Among the possibilities: a new or improved facility at its current Old Town location in the next decade. Other resolutions include improving audience experiences at performances, making the OTP Young Company a household name for area kids and their families, and building a better and potentially more fulfilling volunteer member experience which maintains high production values and enables community performers and "creatives" to improve their skills.
"A point of focus is engaging our senior and retired community with programming and learning opportunities that offer new outlets for their creative expression, in much the way the Young Company has served the children of the region," Murphy said.
Doug Stanton, author of the New York Times best sellers, "In Harm's Way" and "Horse Soldiers," is co-founder of the National Writers Series.
His goals for the organization in 2013 include expanding programming to include workshops for adults.
"We're doing it for high school students (through the Front Street Writers Studio) and we get constantly asked if we can do it for writers 25 and above," he said, noting that it's a matter of hiring writers-in-residence to conduct the workshops.
The organization also hopes to work more closely with the business community.
"Because we are monthly, we actually draw as many people as, say, the Comedy Fest does, but you don't realize it happens because it happens drop by drop," he said. "What we'd like to do is meet with different businesses downtown and figure out what could expand their business by using books and conversation."
Doug Stanton, author of the New York Times best sellers "In Harm's Way" and Horse Soldiers," and co-founder of the National Writers series, offered a more personal take on resolutions for 2013:
He wrote, "Swim at the Civic Center until spring.

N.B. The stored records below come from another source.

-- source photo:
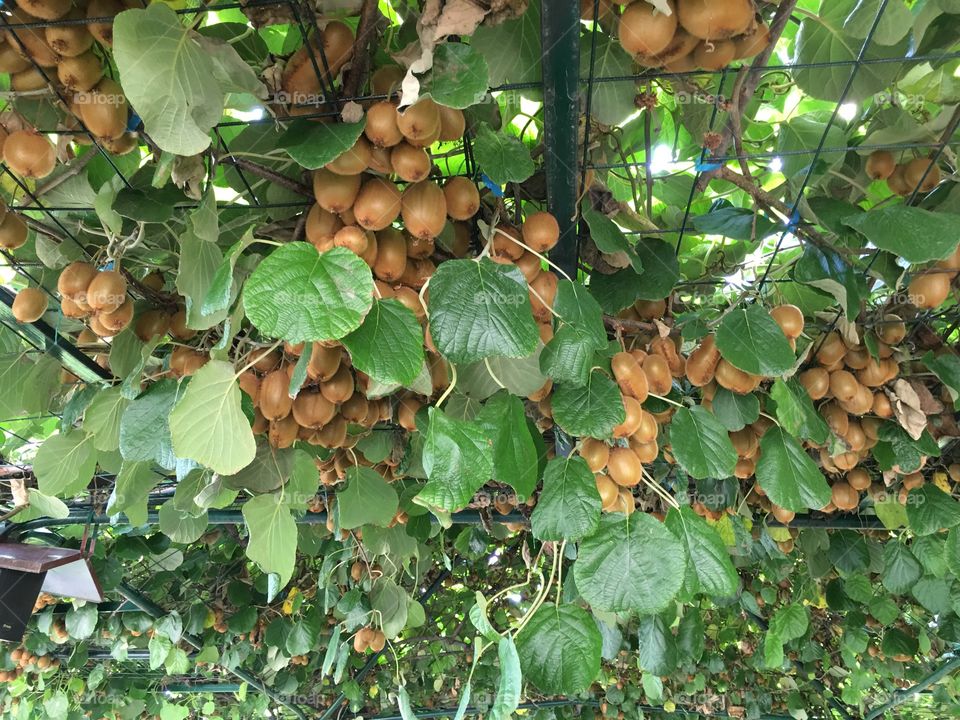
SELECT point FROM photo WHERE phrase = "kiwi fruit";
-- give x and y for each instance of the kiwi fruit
(452, 124)
(28, 80)
(715, 19)
(29, 154)
(335, 193)
(354, 161)
(880, 165)
(921, 173)
(646, 31)
(353, 238)
(107, 291)
(80, 73)
(424, 210)
(540, 232)
(46, 9)
(104, 111)
(69, 40)
(11, 61)
(753, 42)
(714, 54)
(381, 128)
(377, 205)
(929, 290)
(463, 198)
(409, 163)
(391, 255)
(420, 121)
(29, 305)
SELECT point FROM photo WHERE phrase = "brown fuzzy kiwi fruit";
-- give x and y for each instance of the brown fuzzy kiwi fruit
(420, 121)
(646, 31)
(715, 19)
(540, 232)
(152, 323)
(929, 290)
(75, 278)
(880, 165)
(104, 110)
(409, 163)
(922, 173)
(424, 210)
(80, 73)
(29, 154)
(11, 61)
(275, 400)
(313, 410)
(29, 42)
(29, 305)
(377, 205)
(753, 42)
(354, 161)
(381, 128)
(27, 80)
(107, 291)
(452, 124)
(463, 198)
(714, 54)
(69, 40)
(391, 255)
(335, 193)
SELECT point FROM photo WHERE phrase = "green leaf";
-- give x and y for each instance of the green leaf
(661, 271)
(796, 412)
(501, 156)
(609, 238)
(559, 649)
(749, 339)
(273, 535)
(314, 144)
(458, 460)
(508, 691)
(593, 410)
(301, 295)
(631, 564)
(788, 475)
(735, 411)
(145, 427)
(708, 556)
(900, 568)
(930, 509)
(175, 79)
(657, 648)
(512, 48)
(459, 77)
(515, 460)
(367, 499)
(701, 444)
(207, 423)
(102, 418)
(388, 346)
(480, 309)
(65, 463)
(947, 368)
(569, 504)
(824, 40)
(896, 227)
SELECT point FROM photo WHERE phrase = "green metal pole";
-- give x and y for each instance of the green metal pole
(560, 37)
(155, 611)
(903, 696)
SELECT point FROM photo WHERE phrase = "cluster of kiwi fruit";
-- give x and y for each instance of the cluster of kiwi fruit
(26, 662)
(697, 34)
(67, 56)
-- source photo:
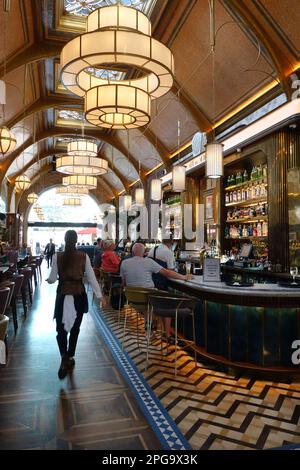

Write. Ski at VASA. Write. Ignore bullies and twits. Discourage censorship of bookstores. Ski. Enjoy this place we call home. Sit for several minutes one day. When he was here, Peter Matthiessen showed (wife) Anne and I how to 'sit' as he does at his zen school in Long Island, N.Y. I couldn't do it. By about breath number four, you're thinking: 'Lunch.' Resolution? Count to 10. Keep it simple. Write. Breathe. Repeat."